Sri Mahamariamman Temple is located at the south of Jalan Hang Lekir. The  extravagantly decorated temple incorporating a south Indian style in its architecture. It is the oldest temple in Kuala Lumpur.

This temple was founded by K. Thamboosamy Pillai in 1873, an Indian immigrant from southern India to serve as a place of worship and provide solace from the rigours of the community’s working life.

The temple was named after the popular Hindu deity, Mariamman which is believed by the devotees to be their protector when journeying to the foreign lands. Mariamman is a manifestation of the goddess Parvati that protects her devotees from unholy or demonic events.

Inside the temple, the visitors can feel a sense of serenity. The floor is cool and the air is scented with flowers, camphor, ‘dhoop’ and ‘agarbattis’. The main prayer hall features a richly-decorated domed ceiling where three shrines are located; four smaller shrines are located peripherally around the main temple building. These shrines house effigies like Lord Ganesha, Lord Muruga, Lakshmi and more images.

The temple is built similar to the shape of a human body with its head positioned towards the west and the feet pointing east. There are 228 Hindu idols adorning the five tiers tower called Gopuram. It is the tallest structure in the temple and symbolizes the feet of a human. The temple is also adorned with hand-painted motifs depicting stories from early Hinduism.

The temple is accessible by public transportation. The nearest one is Pasar Seni LRT Station.

Image by: Shangchieh

Opening Hours

Sunday – Thursday: 6.00 a.m – 10.30 a.m, 11.30 a.m – 1.00 p.m, 4.00 p.m – 8.30 p.m
Friday: 6.00 a.m – 1.30 p.m, 2.30 p.m – 9.30 p.m
Saturday: 6.00 a.m – 9.00 pm


There is no entrance fee. However donation is encouraged.


Jalan Tun H S Lee, City Centre, 50000 Kuala Lumpur, Wilayah Persekutuan Kuala Lumpur, Malaysia

View map.

Hear From Others

The atmosphere inside was very peaceful. Priests arranged some offerings off to the left of the pavillion and worshipers lit lamps and left flowers at shrines around the temple.

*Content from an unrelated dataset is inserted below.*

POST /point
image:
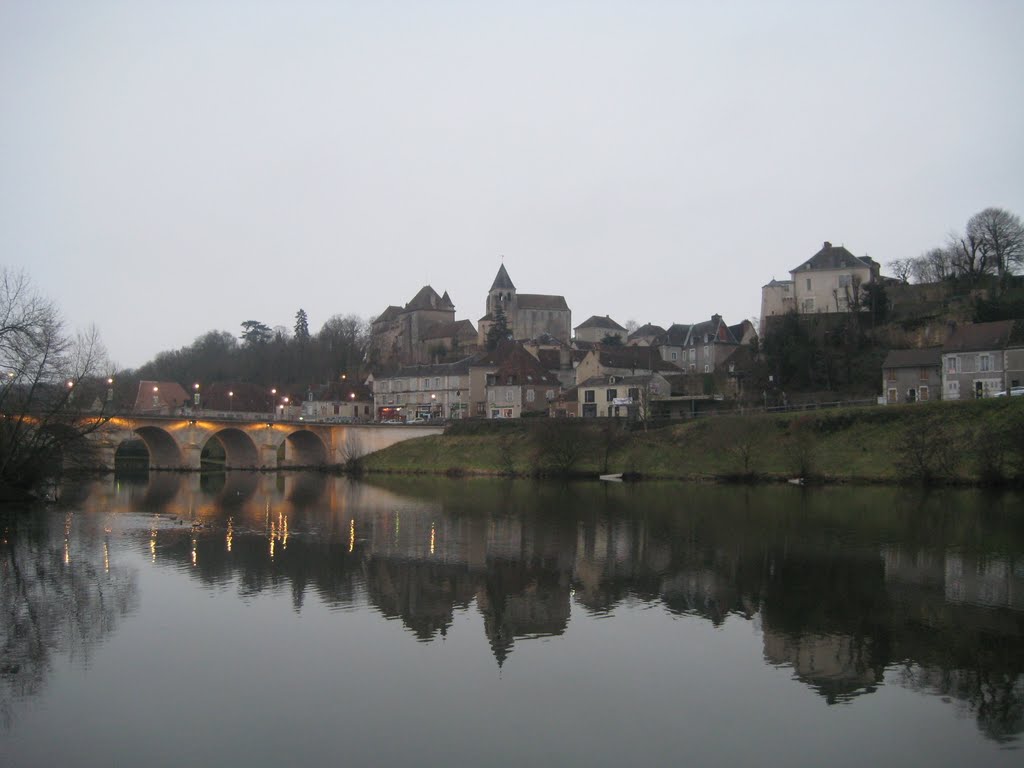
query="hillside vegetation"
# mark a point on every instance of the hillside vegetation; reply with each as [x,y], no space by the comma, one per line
[964,442]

Because this is a place of worship, the temple does not a charge a fee to non-worshippers who wish to enter the premises. However, as a spectator one must follow and adhere to the custom of the temple, such as by not wearing what is perceived as indecent clothing and such. In most Hindu temples, they require as well that visitors take off their shoes. Wearing socks are fine though.

Jo Travels

I really love this temple. I love how very colorful and very detailed all the statues and ceiling I saw inside of it. And the place is very solemn. I got amazed when I saw the three shrines in the main temple which is roofed by an ornamental embellished dome.